Robert and Dean have clearly never understood each other, yet the father continues to worry about his son and his perceived lack of effort towards closure.  Roberts sets it in his mind to downsize and sell Dean’s childhood home, enlisting the services of a fetching and equally single-and-senior realtor named Carol (a Life as a House reunion for Kline with Mary Steenburgen).  Chasing a fringe job opportunity and unprepared to deal with Robert’s potential decision, Dean hops to Los Angeles to decompress and visit friends.  At a perfect time of clumsiness at a party, Dean catches the eye of and falls hard for the witty Nicky (Gillian Jacobs), which leads him to extend his California stay.

All along the way in Dean, Demetri Martin, in front of the camera, behind it, and at the screenwriting typewriter, impresses to no end.  He transmits his extroverted artistic genius to a slower, deeper, and more introverted setting and structure without sacrificing punch or creativity.  To great effect, split-screen camerawork reveals his ornate scribbles as perfectly-timed peeks into Dean’s thoughts and feelings at choice moments.  Sharing the growth arc with Kline’s own crossroads, not an ounce of this film is overacted as any one-man-show or glamour project.

Buoyed by heavy melancholy playlist of Pete Dello and Honeybus and others curated and supervised by Joel C. High and Martin himself, Dean is confident exercise in reflective comedy peering into a not-so-weird and not-so-little world.  Best of all, it’s an emotionally satisfying one too that does not follow the rote hipster or pixie paths.  

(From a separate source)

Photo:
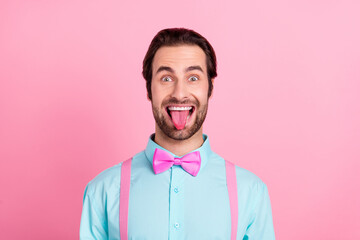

The tonal stylings of Dean may scream Woody Allen and Wes Anderson to some, even to the point of seeming derivative, but I see more Zach Braff with the punctuation of emotionality on top of eccentricity.  This film feels more like a Garden State journey than an episodic Allen musing and rises to be a more assured statement with brevity than a cheeky Anderson dalliance.  Right next to Jordan Peele’s Get Out earlier this year, Dean is one of the best directing and writing filmmaking debuts of a comedian in recent memory.  This is an absolute treat.  

LESSON #1: WRITE MORE NOTES-- Call him old-fashioned while he carries around his little pocket sketchbook, but Dean is a man who favors the beauty of pen-and-paper over cellular bits of communication and notation.  Words put to pen are more thought out and invested compared to throwaway chat lingo.  They last in more meaningful ways.  Once in awhile, try reverting back to penmanship and handwriting.  Add it to your repertoire of moves.

LESSON #2: BROKEN GRIEF PROCESSES-- There’s no replacing a wife or a mother.  Still, folks like Robert and Dean must climb their proverbial five-step ladders to acceptance, no matter the height of the climb or the risk of fall from it.  Dean’s rudderless trajectory and figurative ladder seems to be a little taller and filled with broken rungs and stalls.  

 LESSON #3: WHEN AND WHERE YOU MEET INFLUENTIAL LOVES IN YOUR LIFE-- Love is one outstanding cure and outlet for grief.  Essentially, Dean is a two-headed, late-blooming coming-of-age story for both Dean and Robert.  Both have new maturation to face in being on their own.  Both aren’t looking for love, but find inviting potential for it when they were not prepared for or expecting it.